Of course, it’s one thing for Churchill to playfully splotch three bouncing sheep on an otherwise peaceful and solemn landscape. It’s quite another for legions of malicious and ungrateful halfwits to go marauding through the country setting fire to police precincts, police cars, federal courthouses, historic churches and private businesses assaulting and murdering innocent business owners, cops, bystanders and motorists, all while stealing everything they can get their grubby hands on. One is mischievous fun. The other is mindless mayhem and vile destruction.

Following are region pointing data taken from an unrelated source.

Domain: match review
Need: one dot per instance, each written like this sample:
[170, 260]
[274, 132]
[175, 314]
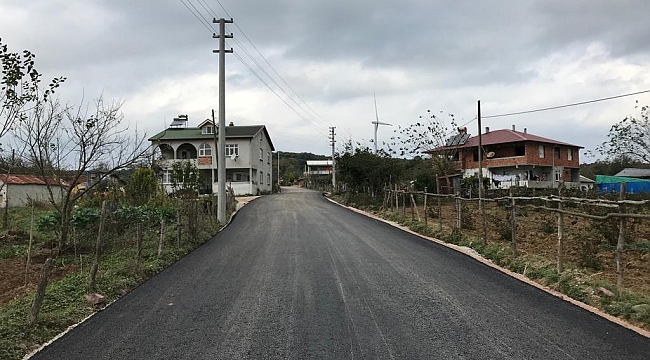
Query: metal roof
[319, 162]
[22, 179]
[232, 132]
[584, 179]
[502, 137]
[634, 172]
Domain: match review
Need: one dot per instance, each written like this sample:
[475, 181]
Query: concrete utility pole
[481, 189]
[221, 152]
[377, 122]
[333, 141]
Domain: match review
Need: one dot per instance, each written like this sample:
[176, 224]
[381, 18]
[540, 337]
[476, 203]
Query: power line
[276, 94]
[273, 80]
[208, 26]
[205, 24]
[564, 106]
[269, 64]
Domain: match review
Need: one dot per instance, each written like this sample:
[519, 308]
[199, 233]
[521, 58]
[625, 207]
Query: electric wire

But surely I’m being stodgy here, right?  As Martin Luther King., Jr. said, “No justice, no flat screens.” Which, come to think of it, was roughly the same time frame during which he said that statues of Jesus are a form of white supremacy and that, “All murals and stained glass windows of white Jesus, and his European mother, and their white friends should also come down.” Wait. You mean he didn’t say that?  That’s okay, because odds are that the lunatics tearing down the statues of anyone who died before they were born haven’t the foggiest idea of what Dr. King said, and wouldn’t understand it if you showed it to them in a comic book.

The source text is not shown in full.